The presence of multiple competing objects within a receptive field may lead to perceptual interference (Treisman, 1996; Luck et al., 1997a), and mechanisms of attention are therefore used to bias the competition in favor of task-relevant information (Desimone and Duncan, 1995), with the strongest attention effects occurring when multiple stimuli compete for access to a given receptive field (Moran and Desimone, 1985; Treue and Maunsell, 1996; Luck et al., 1997b; Reynolds et al., 1999). Consequently, the areas of visual cortex in which attention operates will depend on the receptive field sizes in each area and the scale of the information being attended. Moreover, because the scale of attended information may vary rapidly and unpredictably across scenes and viewing distances, the cortical areas in which attention operates will need to be adjusted rapidly in accordance with moment-by-moment changes in the visual input. We therefore hypothesized that the neural locus of attentional selection changes rapidly to match the current scale of the visual input. Specifically, attention effects will almost always be observed in anterior areas of visual cortex with very large receptive fields, and these effects will extend more and more posteriorly as the visual input and/or the observer’s goals require a finer scale of attentional selection. Moreover, these differences in the neural distribution of attention should occur rapidly in response to changes in the scale of task-relevant information in the visual input.

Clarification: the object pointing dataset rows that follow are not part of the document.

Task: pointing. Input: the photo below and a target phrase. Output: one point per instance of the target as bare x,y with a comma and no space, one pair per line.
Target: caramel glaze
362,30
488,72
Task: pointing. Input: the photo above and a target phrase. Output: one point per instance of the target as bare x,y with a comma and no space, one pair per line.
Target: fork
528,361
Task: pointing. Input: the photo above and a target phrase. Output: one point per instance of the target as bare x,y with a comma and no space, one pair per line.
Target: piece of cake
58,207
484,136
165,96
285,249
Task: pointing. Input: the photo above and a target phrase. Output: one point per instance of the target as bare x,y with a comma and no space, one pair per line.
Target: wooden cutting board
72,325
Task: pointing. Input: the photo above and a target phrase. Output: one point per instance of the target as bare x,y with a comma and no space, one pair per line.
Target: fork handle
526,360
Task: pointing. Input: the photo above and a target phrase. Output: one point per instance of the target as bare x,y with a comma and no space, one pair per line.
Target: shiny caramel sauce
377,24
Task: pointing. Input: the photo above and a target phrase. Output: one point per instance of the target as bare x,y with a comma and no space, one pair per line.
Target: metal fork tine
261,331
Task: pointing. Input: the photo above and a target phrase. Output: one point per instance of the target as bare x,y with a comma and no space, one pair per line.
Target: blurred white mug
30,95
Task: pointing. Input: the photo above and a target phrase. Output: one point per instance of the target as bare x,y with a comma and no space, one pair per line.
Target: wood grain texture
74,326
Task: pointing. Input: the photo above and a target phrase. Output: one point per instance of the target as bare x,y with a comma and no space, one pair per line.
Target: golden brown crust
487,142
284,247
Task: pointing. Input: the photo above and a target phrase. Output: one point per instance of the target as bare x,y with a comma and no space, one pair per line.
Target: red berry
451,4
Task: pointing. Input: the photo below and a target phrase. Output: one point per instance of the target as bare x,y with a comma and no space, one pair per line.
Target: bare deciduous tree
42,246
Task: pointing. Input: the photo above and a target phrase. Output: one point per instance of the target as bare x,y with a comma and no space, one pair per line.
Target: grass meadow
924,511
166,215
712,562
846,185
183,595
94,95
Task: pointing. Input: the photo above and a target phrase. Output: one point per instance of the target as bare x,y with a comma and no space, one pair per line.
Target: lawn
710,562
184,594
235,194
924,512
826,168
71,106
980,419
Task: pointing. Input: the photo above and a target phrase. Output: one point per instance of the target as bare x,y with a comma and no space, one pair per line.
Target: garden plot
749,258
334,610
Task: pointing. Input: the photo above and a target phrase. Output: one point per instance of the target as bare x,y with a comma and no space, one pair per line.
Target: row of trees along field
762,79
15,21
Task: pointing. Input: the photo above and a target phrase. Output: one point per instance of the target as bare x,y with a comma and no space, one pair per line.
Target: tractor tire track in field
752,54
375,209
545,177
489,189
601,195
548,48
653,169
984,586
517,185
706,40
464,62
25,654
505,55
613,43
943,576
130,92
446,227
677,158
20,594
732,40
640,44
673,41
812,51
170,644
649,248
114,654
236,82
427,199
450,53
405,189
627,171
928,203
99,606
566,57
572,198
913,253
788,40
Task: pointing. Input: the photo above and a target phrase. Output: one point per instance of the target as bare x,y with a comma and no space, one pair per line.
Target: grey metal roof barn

To test this hypothesis, we used stimuli that contained task-relevant information simultaneously at two different spatial scales (see Fig. 1c–e). Targets could occur unpredictably at either the small scale or the large scale, which parallels the unpredictability of the scale of task-relevant information in the natural environment. We recorded event-related potentials (ERPs) and event-related magnetic fields (ERMFs) to determine whether the cortical distribution of attention-related brain activity would extend more posteriorly for small-scale targets than for large-scale targets. We also conducted a control ERMF experiment in which the scale of the target was predictable to determine whether foreknowledge of target scale makes it possible to use different neural systems for detecting the target. The distribution of attention-related activity was finally verified with event-related functional magnetic resonance imaging (fMRI), which provides a higher degree of spatial certainty and spatial resolution at the cost of reduced temporal resolution.
Materials and Methods
Subjects.
Ten subjects (mean age of 29.5 years; six females) participated in the main ERP/ERMF experiment, and seven subjects (mean age of 20.6 years; four females) participated in the control ERMF experiment. Five subjects (mean age of 29.0 years; one female) took part in the fMRI experiment. All subjects provided written consent, had normal color vision and normal or corrected-to-normal visual acuity, and were paid for participation.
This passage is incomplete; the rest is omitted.